Dan untuk semua yang udah aku lakuin, aku juga minta maaf.”

“Itu juga yang selalu kamu ucapin.”

“Maaf.”

Mah, Afie harus ikut siapa?

PLAK!

Satu lagi tamparan mendarat di pipi Alfie. Sudah terhitung yang ke tujuh kali nya ia mendapat tamparan dari pacar nya sendiri.

Ya, Begini lah Reza.

Jika kemauannya tidak dituruti akan berubah menjadi kasar bahkan tanpa pikir panjang akan melakukan kekerasan fisik kepada siapapun itu.

Lagi, dengan tangan kanan yang menggenggam ikat pinggang. Dan tangan kiri yang kosong. Ia mengangkat tangan kiri nya untuk menampar Alfie.

Meskipun tangan kiri, tetap memberikan sensasi pedas dipipi Alfie.

Alfie sudah terdiam menggigil karena tubuh nya kuyup, tadi Reza sempat menyiram Alfie dengan segelas air dingin ke tubuh nya.

PLAK!*

“LO DENGER GUE GAK?!” Bentaknya.

“Denger..”

Reza tersenyum manis, sangat manis. “Good boy.. Sekarang lo turutin kemauan gue,

Atau lo yang mati ditangan gue? Sekarang.”

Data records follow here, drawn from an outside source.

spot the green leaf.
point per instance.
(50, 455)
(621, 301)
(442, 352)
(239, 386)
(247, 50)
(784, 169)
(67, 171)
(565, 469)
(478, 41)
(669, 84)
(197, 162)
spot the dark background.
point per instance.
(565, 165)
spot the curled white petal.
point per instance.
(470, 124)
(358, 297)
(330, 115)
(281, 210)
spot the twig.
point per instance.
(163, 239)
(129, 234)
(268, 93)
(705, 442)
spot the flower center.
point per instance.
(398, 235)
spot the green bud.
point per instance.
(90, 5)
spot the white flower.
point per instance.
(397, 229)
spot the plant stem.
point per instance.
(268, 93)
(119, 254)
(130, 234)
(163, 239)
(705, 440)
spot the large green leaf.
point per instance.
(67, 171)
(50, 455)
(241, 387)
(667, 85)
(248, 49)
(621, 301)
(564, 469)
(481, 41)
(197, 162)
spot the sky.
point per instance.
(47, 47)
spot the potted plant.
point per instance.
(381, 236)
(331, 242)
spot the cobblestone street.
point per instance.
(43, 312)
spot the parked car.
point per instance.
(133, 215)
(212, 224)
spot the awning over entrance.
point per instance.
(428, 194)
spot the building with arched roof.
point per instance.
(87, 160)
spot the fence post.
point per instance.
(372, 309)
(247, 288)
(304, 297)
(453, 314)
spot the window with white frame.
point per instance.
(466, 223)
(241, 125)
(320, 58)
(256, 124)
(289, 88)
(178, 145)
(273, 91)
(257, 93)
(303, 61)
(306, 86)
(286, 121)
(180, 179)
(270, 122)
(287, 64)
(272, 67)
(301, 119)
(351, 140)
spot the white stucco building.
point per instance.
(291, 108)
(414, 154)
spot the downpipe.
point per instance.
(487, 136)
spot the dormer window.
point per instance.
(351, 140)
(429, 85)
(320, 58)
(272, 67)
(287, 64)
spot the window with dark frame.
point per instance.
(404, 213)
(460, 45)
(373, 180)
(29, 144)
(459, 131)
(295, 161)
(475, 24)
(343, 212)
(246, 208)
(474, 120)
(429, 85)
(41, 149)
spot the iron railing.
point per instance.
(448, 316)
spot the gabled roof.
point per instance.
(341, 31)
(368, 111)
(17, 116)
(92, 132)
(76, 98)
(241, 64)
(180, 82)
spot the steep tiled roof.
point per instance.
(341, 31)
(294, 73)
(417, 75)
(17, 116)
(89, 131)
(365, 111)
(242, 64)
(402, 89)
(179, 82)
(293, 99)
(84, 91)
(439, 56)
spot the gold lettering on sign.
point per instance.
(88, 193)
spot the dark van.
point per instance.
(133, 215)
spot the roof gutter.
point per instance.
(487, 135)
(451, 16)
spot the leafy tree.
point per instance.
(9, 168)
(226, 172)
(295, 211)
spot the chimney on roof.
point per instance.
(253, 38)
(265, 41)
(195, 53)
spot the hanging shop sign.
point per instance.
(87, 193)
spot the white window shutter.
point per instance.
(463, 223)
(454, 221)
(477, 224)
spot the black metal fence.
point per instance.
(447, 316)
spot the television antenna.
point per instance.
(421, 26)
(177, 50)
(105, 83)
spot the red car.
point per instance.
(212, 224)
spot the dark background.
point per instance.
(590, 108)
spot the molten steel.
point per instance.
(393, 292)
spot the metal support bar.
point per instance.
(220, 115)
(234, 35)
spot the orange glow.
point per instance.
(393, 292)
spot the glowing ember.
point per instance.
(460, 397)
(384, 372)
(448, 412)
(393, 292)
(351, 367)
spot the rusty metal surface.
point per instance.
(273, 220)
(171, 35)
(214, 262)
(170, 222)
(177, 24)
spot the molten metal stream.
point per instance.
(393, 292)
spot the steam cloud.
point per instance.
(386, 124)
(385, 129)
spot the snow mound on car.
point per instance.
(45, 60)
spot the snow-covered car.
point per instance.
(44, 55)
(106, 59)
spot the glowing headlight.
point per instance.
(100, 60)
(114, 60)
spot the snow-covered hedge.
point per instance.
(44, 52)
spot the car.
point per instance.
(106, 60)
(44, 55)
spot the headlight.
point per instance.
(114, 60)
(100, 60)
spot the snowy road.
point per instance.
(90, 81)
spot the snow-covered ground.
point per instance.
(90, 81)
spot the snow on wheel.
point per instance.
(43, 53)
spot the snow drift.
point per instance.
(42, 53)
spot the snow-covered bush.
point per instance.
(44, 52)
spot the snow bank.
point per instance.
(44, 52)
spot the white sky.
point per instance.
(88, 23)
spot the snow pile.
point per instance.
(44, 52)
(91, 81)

Dengan susah payah, Pria berstatus kekasihnya ini menahan isakan. Dada bidangnya terasa penuh bahkan sesak. Pasokan oksigen seolah-olah tak mau masuk kedalam paru-paru.

Jari-jari cantik yang berusaha menahan getaran karena basah ditubuhnya.

Sekali lagi Alfie mencoba menjawab, “Udah t-terlalu banyak yang terluka karena aku, Ja. A-aku minta maaf, kali ini aku gak bisa...” Ucap nya dengan bibir yang gemetar.

Perlahan-lahan Reza menyamai mata Alfie, ia berlutut dan maraih pundak Alfie. Entah mengapa, Alfie merasakan ruangan itu tiba-tiba menjadi gelap, sangat gelap.

Semakin pelan gerakan Reza, semakin terasa neraka bagi Alfie.

Tangan kasarnya menyentuh wajah Alfie, sempat tersentak beberapa detik tapi ia kembali mengeratkan genggaman tangan mungilnya.

Dari dahi... perlahan-lahan turun hingga ke dagu. Reza perhatikan setiap sudut wajah milik kekasihnya tersebut. Dimatanya ia terlihat sangat cantik dengan sayatan dan darah yang keluar dari dahi yang disebabkan tangannya sendiri.

Semakin pelan gerakan Reza, dunia terasa seperti berhenti seolah tak mau berjalan dipikiran Alfie. Seperti tak mau waktu memisahkan mereka berdua.

Sampai dileher, Reza langsung mencekik keras sampai Alfie kesulitan bernapas. Pandangannya memutih secepat kilat. Yang bisa ia tatap hanya Reza yang tersenyum menyeramkan didepan mata, layaknya menunggu kematian yang akan terjadi beberapa detik kemudian.

“MAU LO YANG MATI, ATAU GUE YANG MATI SEKARANG?!”

“S-Sakit, Ja... A-aku gak bisa n-napas..”

“Deketin Qiya, atau lo mati?”

9 Tahun dirinya mengenal Reza apakah kurang untuk mengetahui tentang ucapan yang dimiliki Reza? Reza akan selalu menuruti setiap ucapannya. Seperti ucapnya beberapa detik lalu, yang berhasil membuat pikiran Alfie kosong seketika.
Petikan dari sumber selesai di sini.